Take the 2-minute tour ×
Stack Overflow is a question and answer site for professional and enthusiast programmers. It's 100% free, no registration required.

I came across an interesting algorithm question in an interview. I gave my answer but not sure whether there is any better idea. So I welcome everyone to write something about his/her ideas.

You have an empty set. Now elements are put into the set one by one. We assume all the elements are integers and they are distinct (according to the definition of set, we don't consider two elements with the same value).

Every time a new element is added to the set, the set's median value is asked. The median value is defined the same as in math: the middle element in a sorted list. Here, specially, when the size of set is even, assuming size of set = 2*x, the median element is the x-th element of the set.

An example: Start with an empty set, when 12 is added, the median is 12, when 7 is added, the median is 7, when 8 is added, the median is 8, when 11 is added, the median is 8, when 5 is added, the median is 8, when 16 is added, the median is 8, ...

Notice that, first, elements are added to set one by one and second, we don't know the elements going to be added.

My answer.

Since it is a question about finding median, sorting is needed. The easiest solution is to use a normal array and keep the array sorted. When a new element comes, use binary search to find the position for the element (log_n) and add the element to the array. Since it is a normal array so shifting the rest of the array is needed, whose time complexity is n. When the element is inserted, we can immediately get the median, using instance time.

The WORST time complexity is: log_n + n + 1.

Another solution is to use link list. The reason for using link list is to remove the need of shifting the array. But finding the location of the new element requires a linear search. Adding the element takes instant time and then we need to find the median by going through half of the array, which always takes n/2 time.

The WORST time complexity is: n + 1 + n/2.

The third solution is to use a binary search tree. Using a tree, we avoid shifting array. But using the binary search tree to find the median is not very attractive. So I change the binary search tree in a way that it is always the case that the left subtree and the right subtree are balanced. This means that at any time, either the left subtree and the right subtree have the same number of nodes or the right subtree has one node more than in the left subtree. In other words, it is ensured that at any time, the root element is the median. Of course this requires changes in the way the tree is built. The technical detail is similar to rotating a red-black tree.

If the tree is maintained properly, it is ensured that the WORST time complexity is O(n).

So the three algorithms are all linear to the size of the set. If no sub-linear algorithm exists, the three algorithms can be thought as the optimal solutions. Since they don't differ from each other much, the best is the easiest to implement, which is the second one, using link list.

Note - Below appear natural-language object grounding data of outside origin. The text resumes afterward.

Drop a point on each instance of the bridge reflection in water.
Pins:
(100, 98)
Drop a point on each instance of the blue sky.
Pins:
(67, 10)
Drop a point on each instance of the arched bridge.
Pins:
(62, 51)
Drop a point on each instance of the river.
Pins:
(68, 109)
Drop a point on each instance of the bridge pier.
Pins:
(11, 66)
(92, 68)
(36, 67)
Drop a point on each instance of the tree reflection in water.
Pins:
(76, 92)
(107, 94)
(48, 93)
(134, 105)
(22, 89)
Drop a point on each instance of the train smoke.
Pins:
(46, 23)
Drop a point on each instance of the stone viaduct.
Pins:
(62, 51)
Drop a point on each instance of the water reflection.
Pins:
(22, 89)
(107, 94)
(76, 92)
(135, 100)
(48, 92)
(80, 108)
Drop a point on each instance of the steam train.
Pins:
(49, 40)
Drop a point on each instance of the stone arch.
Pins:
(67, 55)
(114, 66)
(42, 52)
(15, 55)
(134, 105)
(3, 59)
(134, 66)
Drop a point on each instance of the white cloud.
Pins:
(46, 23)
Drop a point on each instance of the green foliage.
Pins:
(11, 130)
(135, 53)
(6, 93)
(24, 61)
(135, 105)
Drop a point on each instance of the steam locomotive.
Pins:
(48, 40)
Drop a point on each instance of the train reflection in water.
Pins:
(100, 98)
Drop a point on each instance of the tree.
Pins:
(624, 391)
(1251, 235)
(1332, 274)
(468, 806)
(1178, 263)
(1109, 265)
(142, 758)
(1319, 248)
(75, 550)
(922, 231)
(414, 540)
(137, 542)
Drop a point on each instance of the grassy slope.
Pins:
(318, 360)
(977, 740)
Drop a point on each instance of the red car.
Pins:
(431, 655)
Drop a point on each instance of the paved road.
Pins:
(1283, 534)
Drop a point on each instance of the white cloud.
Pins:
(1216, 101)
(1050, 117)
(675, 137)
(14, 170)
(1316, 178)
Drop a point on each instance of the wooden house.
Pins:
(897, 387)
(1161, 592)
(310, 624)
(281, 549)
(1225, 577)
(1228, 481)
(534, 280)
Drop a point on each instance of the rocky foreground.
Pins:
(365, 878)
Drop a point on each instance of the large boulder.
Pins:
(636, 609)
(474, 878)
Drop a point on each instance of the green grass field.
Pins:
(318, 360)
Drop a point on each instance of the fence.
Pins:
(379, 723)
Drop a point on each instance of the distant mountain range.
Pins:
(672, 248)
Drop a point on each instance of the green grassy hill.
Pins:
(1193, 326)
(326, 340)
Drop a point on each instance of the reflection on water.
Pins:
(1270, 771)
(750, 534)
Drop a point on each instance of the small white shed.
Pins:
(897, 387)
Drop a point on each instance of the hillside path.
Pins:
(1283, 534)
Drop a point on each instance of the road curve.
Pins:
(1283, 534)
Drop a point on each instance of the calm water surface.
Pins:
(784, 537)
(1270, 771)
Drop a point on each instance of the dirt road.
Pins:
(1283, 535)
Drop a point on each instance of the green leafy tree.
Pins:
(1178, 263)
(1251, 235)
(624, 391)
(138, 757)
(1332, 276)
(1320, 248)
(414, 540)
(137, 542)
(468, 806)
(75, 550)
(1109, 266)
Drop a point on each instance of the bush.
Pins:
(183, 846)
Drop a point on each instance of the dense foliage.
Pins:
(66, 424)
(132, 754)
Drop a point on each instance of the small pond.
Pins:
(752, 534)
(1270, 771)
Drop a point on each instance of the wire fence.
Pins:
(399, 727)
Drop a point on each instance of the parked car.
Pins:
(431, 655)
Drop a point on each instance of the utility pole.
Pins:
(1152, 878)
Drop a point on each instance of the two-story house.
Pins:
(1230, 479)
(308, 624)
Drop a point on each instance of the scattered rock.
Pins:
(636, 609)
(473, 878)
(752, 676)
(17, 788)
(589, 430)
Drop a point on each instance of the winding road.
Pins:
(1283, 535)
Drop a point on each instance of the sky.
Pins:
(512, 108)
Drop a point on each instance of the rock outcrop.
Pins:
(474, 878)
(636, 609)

So what I really wonder is, will there be a sub-linear algorithm for this problem and if so what will it be like. Any ideas guys?

Steve.

share|improve this question
1  
en.wikipedia.org/wiki/Self-balancing_binary_search_tree I'm not sure if it's useful to find the median or its complexity is lower than O(n) –  Aziz Sep 7 '09 at 4:03
    
It is unclear exactly what the question is. Do you want the complexity for inserting into the set + finding the median, or just finding the median within various implementations of a set? –  Adam Batkin Sep 7 '09 at 4:11
    
Your first algorithm is just insertion sort. If you can implement insertion sort in O(log(n)+n+1) (which is just O(n)) then I encourage you to post your code... –  John Fouhy Sep 7 '09 at 4:13
    
To John Fouhy: yes, it is actually an insertion sort. Notice that the time complexity O(log(n)+n+1) is only for adding one element, rather than sorting n elements. –  Steve Sep 7 '09 at 6:24
    
To Adam Batkin: sorry for confusing you. What I want to know is whether there is a better/interesting algorithm to solve the question: finding the median from a evergrowing set. Besides that, the rest is only my ideas for reference. –  Steve Sep 7 '09 at 6:26

8 Answers 8

up vote 17 down vote accepted

Your complexity analysis is confusing. Let's say that n items total are added; we want to output the stream of n medians (where the ith in the stream is the median of the first i items) efficiently.

I believe this can be done in O(n*lg n) time using two priority queues (e.g. binary or fibonacci heap); one queue for the items below the current median (so the largest element is at the top), and the other for items above it (in this heap, the smallest is at the bottom). Note that in fibonacci (and other) heaps, insertion is O(1) amortized; it's only popping an element that's O(lg n).

This would be called an "online median selection" algorithm, although Wikipedia only talks about online min/max selection. Here's an approximate algorithm, and a lower bound on deterministic and approximate online median selection (a lower bound means no faster algorithm is possible!)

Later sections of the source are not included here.